【算法】-- 【二叉樹的實現、層序遍歷二叉樹、已知先序中序遍歷二叉樹，求後序遍歷二叉樹、求二叉樹中結點的最大距離】

01 如何實現二叉樹

首先定義樹的結點

public class Node {
    public int data;
    public Node left;
    public Node right;
    public Node (int data){
        this.data=data;
        this.left=null;
        this.right=null;
    }

    public int leftMaxDistance;//左子樹距根結點的最大距離
    public int rightMaxDistance;//右子數距根結點的最大距離


}

二叉樹的實現

public class BinaryTree {
    private Node root;
    public BinaryTree(){
        root=null;
    }
    public Node getRoot(){
        return root;
    }

    //將data插入到排序二叉樹中
    public void insert(int data){
        Node newNode = new Node(data);
        if (root==null){
            root=newNode;
        }else {
            Node current=root;
            Node parent;
            while (true){//尋找插入的位置
                parent =current;
                if (data<current.data){
                    current=current.left;
                    if (current==null){
                        parent.left=newNode;
                        return;
                    }
                }else{
                    current=current.right;
                    if (current==null){
                        parent.right=newNode;
                        return;
                    }
                }

            }
        }
    }

    //將數值輸入構建二叉樹
    public void buildTree(int[]data){

        for (int i=0;i<data.length;i++){
            insert(data[i]);
        }
    }


    //中序遍歷方法遞歸實現
    public void inOrder(Node localRoot){
        if (localRoot!=null){
            inOrder(localRoot.left);
            System.out.print(localRoot.data+" ");
            inOrder(localRoot.right);
        }
    }

    public void inOrder(){
        this.inOrder(this.root);
    }


    //先序遍歷方法遞歸實現
    public void preOrder(Node localRoot){
        if (localRoot!=null){
            System.out.print(localRoot.data+" ");
            preOrder(localRoot.left);
            preOrder(localRoot.right);
        }
    }

    public void preOrder(){
        this.preOrder(this.root);
    }

    //後續遍歷方法遞歸實現
    public void postOrder(Node localRoot){
        if (localRoot!=null){
            postOrder(localRoot.left);
            postOrder(localRoot.right);
            System.out.print(localRoot.data+" ");
        }
    }

    public void postOrder(){
        this.postOrder(this.root);
    }

    public static void main(String[] args) {
        BinaryTree biTree=new BinaryTree();
        int[] data={2,8,7,4,9,3,1,6,7,5};
        biTree.buildTree(data);
        System.out.println("二叉樹的中序遍歷");

        biTree.inOrder();
        System.out.println();
        System.out.println("二叉樹的先序遍歷");
        biTree.preOrder();
        System.out.println();
        System.out.println("二叉樹的後序遍歷");
        biTree.postOrder();
    }

}

02 如何層序遍歷二叉樹

可以用隊列實現二叉樹的層序遍歷。主要思路如下：先將根結點放入隊列中，然後每次都從隊列中取出一個結點打印該結點的值，若這個結點有子結點，則將它的子結點放入隊列，直到隊列爲空.
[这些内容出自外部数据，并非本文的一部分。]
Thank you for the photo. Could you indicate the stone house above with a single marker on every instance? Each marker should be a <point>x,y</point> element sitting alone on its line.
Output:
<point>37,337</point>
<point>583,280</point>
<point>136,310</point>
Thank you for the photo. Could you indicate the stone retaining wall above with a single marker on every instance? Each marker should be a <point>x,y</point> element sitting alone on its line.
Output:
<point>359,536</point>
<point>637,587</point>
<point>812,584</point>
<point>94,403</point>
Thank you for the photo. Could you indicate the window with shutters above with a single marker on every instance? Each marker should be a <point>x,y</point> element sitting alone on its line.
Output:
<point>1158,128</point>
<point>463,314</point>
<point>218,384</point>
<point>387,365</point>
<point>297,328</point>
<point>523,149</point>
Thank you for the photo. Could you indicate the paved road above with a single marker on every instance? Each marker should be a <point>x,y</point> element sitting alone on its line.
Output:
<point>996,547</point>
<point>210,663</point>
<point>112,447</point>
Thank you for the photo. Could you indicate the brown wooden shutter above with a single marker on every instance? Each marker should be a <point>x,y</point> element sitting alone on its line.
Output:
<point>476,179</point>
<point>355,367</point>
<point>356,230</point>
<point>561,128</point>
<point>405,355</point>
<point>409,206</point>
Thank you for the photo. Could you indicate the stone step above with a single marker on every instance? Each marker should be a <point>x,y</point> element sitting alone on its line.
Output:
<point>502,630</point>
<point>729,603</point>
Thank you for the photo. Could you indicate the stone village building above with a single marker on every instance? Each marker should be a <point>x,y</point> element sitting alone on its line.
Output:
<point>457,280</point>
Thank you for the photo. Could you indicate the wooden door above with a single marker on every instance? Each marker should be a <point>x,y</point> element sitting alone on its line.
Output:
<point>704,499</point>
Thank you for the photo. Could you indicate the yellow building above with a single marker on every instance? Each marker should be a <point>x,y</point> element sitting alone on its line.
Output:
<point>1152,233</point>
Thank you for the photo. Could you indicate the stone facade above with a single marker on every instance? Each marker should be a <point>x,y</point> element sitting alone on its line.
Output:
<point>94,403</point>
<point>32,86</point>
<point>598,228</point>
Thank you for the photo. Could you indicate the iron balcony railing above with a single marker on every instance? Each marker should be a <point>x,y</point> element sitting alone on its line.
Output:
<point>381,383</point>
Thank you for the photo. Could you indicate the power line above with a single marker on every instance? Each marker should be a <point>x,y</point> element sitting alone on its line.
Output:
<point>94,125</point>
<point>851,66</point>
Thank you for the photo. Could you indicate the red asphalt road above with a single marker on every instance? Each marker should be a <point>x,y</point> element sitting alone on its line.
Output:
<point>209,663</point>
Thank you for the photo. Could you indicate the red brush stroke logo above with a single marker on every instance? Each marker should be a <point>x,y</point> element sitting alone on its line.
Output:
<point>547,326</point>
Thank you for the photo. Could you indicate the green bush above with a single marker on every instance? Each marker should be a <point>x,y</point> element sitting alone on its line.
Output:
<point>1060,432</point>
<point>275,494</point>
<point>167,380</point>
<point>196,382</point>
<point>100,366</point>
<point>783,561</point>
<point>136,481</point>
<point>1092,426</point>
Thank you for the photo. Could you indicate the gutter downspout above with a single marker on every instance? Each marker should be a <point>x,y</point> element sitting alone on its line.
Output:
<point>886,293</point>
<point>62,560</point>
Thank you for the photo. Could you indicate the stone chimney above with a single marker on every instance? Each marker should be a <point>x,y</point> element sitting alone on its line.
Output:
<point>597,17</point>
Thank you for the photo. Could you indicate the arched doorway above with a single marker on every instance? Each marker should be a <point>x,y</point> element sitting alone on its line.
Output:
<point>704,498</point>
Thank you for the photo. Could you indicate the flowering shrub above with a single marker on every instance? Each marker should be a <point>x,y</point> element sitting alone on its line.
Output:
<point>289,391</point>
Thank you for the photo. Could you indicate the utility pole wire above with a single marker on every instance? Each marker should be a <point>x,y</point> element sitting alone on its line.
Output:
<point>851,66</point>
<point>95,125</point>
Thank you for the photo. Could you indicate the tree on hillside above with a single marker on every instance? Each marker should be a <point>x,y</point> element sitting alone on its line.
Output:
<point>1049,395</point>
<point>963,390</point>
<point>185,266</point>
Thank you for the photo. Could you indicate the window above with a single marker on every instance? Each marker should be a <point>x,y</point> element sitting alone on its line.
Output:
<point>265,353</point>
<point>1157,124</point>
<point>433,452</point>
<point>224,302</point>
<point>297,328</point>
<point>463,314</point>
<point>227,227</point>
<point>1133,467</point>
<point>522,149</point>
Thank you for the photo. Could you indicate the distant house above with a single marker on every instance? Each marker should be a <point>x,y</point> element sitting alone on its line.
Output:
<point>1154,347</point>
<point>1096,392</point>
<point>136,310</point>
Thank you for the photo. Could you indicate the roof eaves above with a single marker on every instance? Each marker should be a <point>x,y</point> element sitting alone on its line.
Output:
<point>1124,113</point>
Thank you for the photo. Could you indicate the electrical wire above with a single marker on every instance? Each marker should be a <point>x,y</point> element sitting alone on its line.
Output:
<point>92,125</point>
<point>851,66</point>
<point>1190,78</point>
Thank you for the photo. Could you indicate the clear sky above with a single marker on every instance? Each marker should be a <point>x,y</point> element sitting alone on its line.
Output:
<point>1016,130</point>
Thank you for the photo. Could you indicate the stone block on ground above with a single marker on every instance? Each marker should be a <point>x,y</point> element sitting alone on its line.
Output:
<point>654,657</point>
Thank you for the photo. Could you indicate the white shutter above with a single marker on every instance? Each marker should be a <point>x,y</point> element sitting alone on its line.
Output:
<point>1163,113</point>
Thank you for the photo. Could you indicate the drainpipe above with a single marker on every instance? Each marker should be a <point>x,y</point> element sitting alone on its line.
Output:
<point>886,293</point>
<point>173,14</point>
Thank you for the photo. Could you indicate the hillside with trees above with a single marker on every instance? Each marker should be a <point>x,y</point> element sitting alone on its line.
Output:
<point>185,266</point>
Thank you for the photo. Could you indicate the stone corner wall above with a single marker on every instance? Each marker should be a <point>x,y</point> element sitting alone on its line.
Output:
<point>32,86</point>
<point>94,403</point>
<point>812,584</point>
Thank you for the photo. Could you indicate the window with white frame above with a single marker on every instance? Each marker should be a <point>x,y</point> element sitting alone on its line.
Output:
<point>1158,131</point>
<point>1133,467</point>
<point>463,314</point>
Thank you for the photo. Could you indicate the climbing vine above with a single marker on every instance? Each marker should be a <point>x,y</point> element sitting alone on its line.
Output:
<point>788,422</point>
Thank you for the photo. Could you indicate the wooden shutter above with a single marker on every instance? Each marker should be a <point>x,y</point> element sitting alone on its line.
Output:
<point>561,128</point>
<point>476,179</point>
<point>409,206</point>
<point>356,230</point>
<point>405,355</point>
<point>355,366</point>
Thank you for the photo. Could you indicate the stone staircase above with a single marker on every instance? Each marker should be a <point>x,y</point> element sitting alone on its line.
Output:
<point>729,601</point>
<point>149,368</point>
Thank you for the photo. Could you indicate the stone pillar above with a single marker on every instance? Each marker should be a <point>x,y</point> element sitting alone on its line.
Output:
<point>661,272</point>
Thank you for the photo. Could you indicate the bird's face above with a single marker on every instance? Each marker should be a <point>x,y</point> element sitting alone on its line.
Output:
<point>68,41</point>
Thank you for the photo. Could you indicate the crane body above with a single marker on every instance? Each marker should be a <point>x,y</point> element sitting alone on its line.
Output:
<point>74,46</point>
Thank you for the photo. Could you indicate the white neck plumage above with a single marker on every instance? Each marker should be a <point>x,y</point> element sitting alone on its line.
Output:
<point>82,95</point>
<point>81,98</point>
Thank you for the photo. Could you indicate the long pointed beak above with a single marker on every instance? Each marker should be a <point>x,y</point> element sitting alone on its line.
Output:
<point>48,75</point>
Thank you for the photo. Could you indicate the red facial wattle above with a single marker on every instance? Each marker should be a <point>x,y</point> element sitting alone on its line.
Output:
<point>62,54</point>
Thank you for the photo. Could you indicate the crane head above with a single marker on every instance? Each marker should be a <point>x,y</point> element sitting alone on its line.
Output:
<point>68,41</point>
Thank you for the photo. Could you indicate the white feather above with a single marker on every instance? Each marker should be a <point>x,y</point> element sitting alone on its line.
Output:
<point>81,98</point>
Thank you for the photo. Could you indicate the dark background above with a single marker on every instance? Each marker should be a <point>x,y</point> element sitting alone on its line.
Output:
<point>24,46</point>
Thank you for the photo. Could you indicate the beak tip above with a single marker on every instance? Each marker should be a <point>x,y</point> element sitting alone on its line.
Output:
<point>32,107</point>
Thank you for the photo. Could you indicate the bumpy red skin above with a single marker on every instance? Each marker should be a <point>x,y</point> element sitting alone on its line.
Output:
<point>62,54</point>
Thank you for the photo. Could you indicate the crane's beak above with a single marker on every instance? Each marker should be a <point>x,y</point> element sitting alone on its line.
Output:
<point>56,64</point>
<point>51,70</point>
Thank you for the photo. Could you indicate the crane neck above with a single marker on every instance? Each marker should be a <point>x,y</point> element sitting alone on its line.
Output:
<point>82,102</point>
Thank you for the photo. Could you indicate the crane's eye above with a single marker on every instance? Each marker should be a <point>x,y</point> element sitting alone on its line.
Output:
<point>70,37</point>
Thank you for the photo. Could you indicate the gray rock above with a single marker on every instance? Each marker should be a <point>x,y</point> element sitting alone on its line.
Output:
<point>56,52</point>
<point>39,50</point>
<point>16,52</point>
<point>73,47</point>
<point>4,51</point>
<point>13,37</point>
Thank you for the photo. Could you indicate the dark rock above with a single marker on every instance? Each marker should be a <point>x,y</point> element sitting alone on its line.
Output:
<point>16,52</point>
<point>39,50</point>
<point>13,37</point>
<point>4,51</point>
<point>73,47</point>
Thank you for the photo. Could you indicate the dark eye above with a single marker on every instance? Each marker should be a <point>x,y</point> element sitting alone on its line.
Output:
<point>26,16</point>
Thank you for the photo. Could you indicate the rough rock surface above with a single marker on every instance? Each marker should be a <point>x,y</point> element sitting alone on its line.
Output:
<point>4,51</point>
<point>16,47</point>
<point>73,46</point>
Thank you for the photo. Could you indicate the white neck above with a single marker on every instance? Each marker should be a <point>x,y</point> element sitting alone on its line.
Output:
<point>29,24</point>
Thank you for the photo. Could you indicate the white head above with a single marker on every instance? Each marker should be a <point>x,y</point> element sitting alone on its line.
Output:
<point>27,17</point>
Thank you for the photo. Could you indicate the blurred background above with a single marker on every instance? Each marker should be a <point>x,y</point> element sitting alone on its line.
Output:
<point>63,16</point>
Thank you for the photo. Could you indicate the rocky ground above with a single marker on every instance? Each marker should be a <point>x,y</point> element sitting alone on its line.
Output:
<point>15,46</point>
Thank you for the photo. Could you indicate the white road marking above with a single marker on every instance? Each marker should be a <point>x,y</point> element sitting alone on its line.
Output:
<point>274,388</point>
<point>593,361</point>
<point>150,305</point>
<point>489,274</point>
public static void layerTranverse(Node root){
        if(root==null){
            return;
        }
        Queue<Node> q = new LinkedList<>();

        ((LinkedList<Node>) q).add(root);
        while (!q.isEmpty()){
            Node n=q.poll();
            System.out.print(n.data+" ");
            if (n.left!=null)
                ((LinkedList<Node>) q).add(n.left);
            if (n.right!=null)
                ((LinkedList<Node>) q).add(n.right);
        }
    }

    public static void main(String[] args) {
        BinaryTree biTree=new BinaryTree();
        int[] data={2,8,7,4,9,3,1,6,7,5};
        biTree.buildTree(data);
        layerTranverse(biTree.getRoot());
    }

03 已知先序遍歷和中序遍歷，如何求後序遍歷

public class BinaryTree1 {
    private Node root;
    public BinaryTree1(){
        root=null;
    }

    //後序遍歷方法，遞歸實現
    public void postOrder(Node localRoot){
        if (localRoot!=null){
            postOrder(localRoot.left);
            postOrder(localRoot.right);
            System.out.print(localRoot.data+" ");
        }
    }

    public void postOrder(){
        this.postOrder(this.root);
    }

    public void initTree(int[]preOrder,int[]inOrder){
        this.root=this.initTree(preOrder,0,preOrder.length-1,inOrder,0,inOrder.length-1);

    }

    private Node initTree(int[] preOrder, int start1, int end1, int[] inOrder, int start2, int end2) {
        if (start1>end1||start2>end2){
            return null;
        }
        int rootData=preOrder[start1];

        Node head = new Node(rootData);
        //找到根結點所在的位置
        int rootIndex=findIndexInArray(inOrder,rootData,start2,end2);
        int offSet=rootIndex-start2-1;
        //構建左子樹
        Node left=initTree(preOrder,start1+1,start1+1+offSet,inOrder,start2,start2+offSet);
        //構建右子數
        Node right=initTree(preOrder,start1+offSet+2,end1,inOrder,rootIndex+1,end2);

        head.left=left;
        head.right=right;
        return head;
    }

    private int findIndexInArray(int[] a, int x, int begin, int end) {
        for (int i=begin;i<=end;i++){
            if (a[i]==x){
                return i;
            }
        }
        return -1;
    }

    public static void main(String[] args) {
        BinaryTree1 biTree=new BinaryTree1();
        int[] preOrder={1,2,4,8,9,5,10,3,6,7};
        int[] inOrder={8,4,9,2,10,5,1,6,3,7};
        biTree.initTree(preOrder,inOrder);
        System.out.println("二叉樹的後序遍歷：");
        biTree.postOrder();
    }
}

04 如何求二叉樹中結點的最大距離

public class BinaryTree2 {
    private int maxLen=0;
    private int max(int a,int b){
        return a>b?a:b;
    }

    public void FindMaxDistance(Node root){
        if (root==null)
            return;
        if (root.left==null)
            root.leftMaxDistance=0;
        if (root.right==null)
            root.rightMaxDistance=0;
        if (root.left!=null)
            FindMaxDistance(root.left);
        if (root.right!=null)
            FindMaxDistance(root.right);
        //計算左子樹中距離更節點的最大距離
        root.leftMaxDistance=max(root.left.leftMaxDistance,root.left.rightMaxDistance)+1;
        //計算右子數中距離根結點的最大距離
        root.rightMaxDistance=max(root.right.leftMaxDistance,root.right.rightMaxDistance)+1;
        //獲取二叉樹所有節點的最大距離
        if (root.leftMaxDistance+root.rightMaxDistance>maxLen)
            maxLen=root.leftMaxDistance+root.rightMaxDistance;
    }
}